The commentators views that the BNP are successful as they play on people’s fears or that somehow we are a nation of racist, homophobic idiots is plain wrong.  The BNP have managed, however outrageous we find it, to create a dialogue that resonates with a large group of people.  And not one of the mainstream parties or the liberal types that adorned the BBC audience has grasped that and is tackling it.

The fact is a multi-cultured society is difficult to achieve as it takes the rule of opposites and tries to apply it at all levels.  A woman in the Question Time audience said she shuddered when Jack Straw used the term Afro Caribbean rather than African Caribbean.  And herein lies the problem.  We have become so ‘politically correct’ that we shudder at such terminology and what we have done is drive the ‘anti’ view underground.  Watch any sitcom from the seventies to see what I mean.  Whilst I am not advocating we return to such days, I do believe what we have effectively done is played into the hands of the BNP in our mistaken belief that we have a tolerant, diverse and multi-cultural society.  We don’t, it is just no longer on the surface.
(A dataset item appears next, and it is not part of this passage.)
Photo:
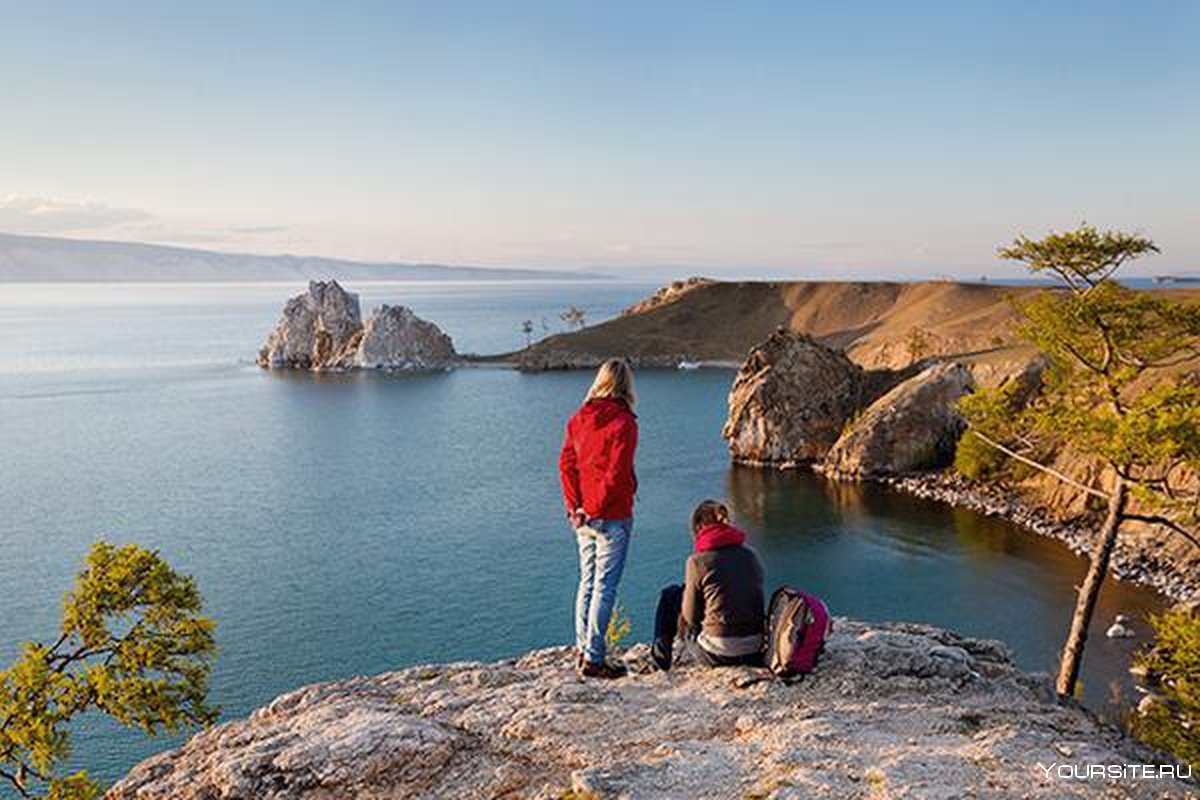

It is a problem that needs to be addressed but our society is risk averse, litigious and inherently unable to even use the language to have the debate for fear of vilification – just look at what happened to the Strictly Come Dancing star when he let an unspoken word slip out.  I fear that we may no longer be able to confront the issues that lie behind the BNP’s support.  It will need to take a really brave approach to social marketing but just look at the National Centre for Social Marketing’s website and you will realise that we have little chance.  Their use of photography to try and represent multi culture is so politically correct it is in danger of going the other way by using glamorous models to portray older people, different sexes, people with disabilities, ethnic groupings. And if the NCSM is so running scared, then what hope have we got to use social marketing to take on and defeat the BNP?